It is possible that this has changed in the last year or so but I haven’t heard anything about it though.
Single points of failure are a fact and are a nightmare for emergency planers and network admins that try to plan ways around them.
Many years ago a backhoe was operating in front of my office building.
He hit a trunk telephone line!
Immediately TWELVE telephone trucks appeared and stayed for a couple of days while the cable was fixed.
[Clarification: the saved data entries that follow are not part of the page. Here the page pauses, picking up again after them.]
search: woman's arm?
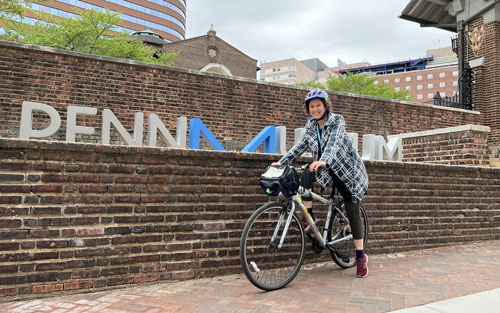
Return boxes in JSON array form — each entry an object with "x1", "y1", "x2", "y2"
[{"x1": 277, "y1": 129, "x2": 309, "y2": 165}]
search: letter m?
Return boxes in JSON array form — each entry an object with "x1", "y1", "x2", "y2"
[{"x1": 376, "y1": 136, "x2": 403, "y2": 161}]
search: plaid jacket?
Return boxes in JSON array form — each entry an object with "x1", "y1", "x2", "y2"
[{"x1": 279, "y1": 112, "x2": 369, "y2": 203}]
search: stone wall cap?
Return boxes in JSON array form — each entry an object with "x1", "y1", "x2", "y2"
[
  {"x1": 388, "y1": 124, "x2": 491, "y2": 140},
  {"x1": 469, "y1": 57, "x2": 485, "y2": 68}
]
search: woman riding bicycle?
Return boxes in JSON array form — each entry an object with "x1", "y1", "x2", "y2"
[{"x1": 272, "y1": 88, "x2": 370, "y2": 278}]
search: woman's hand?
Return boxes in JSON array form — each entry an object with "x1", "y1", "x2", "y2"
[
  {"x1": 271, "y1": 162, "x2": 282, "y2": 166},
  {"x1": 309, "y1": 161, "x2": 326, "y2": 171}
]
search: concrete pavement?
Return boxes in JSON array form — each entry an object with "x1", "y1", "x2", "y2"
[{"x1": 1, "y1": 240, "x2": 499, "y2": 313}]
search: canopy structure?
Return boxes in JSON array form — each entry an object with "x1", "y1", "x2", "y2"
[{"x1": 399, "y1": 0, "x2": 457, "y2": 32}]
There were a LOT of business that were out for a time.
BACKHOES PREVAIL.
A good friend of mine is a 5th generation family business owner. They’ve been building bridges since the late 1800’s. They recently won a case against –BIG-NAME phone company– because my friend’s company dug up fibre lines and this phone company accused them of digging in the wrong place. My friend happened to be at the site at the time of the “oops” and it’s just like Leo said, the fiber lines got dug up by a backhoe…all of them (I think there were dozens..but I might be mistaken). I do know they were all in one big bundle. Fortunately they were dark fiber, so no one was affected. However, the reality was this, –BIG NAME phone company– had the lines marked incorrectly on the engineers map. The surveyors did their part, they found where the lines were suppose to be, flagged the area, and the backhoe did NOT dig there. Ultimately, it was proven that the phone companies didn’t create the maps correctly. To make a long story even longer, if those were live fibre cables, the entire area could have been without internet/phone and it’s all because a map was marked incorrectly by just a FEW HUNDRED FEET and all the fibre in that area was in ONE LOCATION! Of course, they might have another redundant bundle somewhere else that didn’t pertain to my friend’s court case, but that doesn’t make for a very exciting story, now does it. 😛
While installing an electrical service to an underground sewer lift station, the contractor responsible for setting the station struck a fiber bundle that was either not located or was incorrectly located by the required locating service. State electrical code requires a single #12 copper conductor to be buried a few inches above the fiber optic cable to make locating the FO cable much easier and accurate. The phone company presented him with a bill for $1.6 million dollars.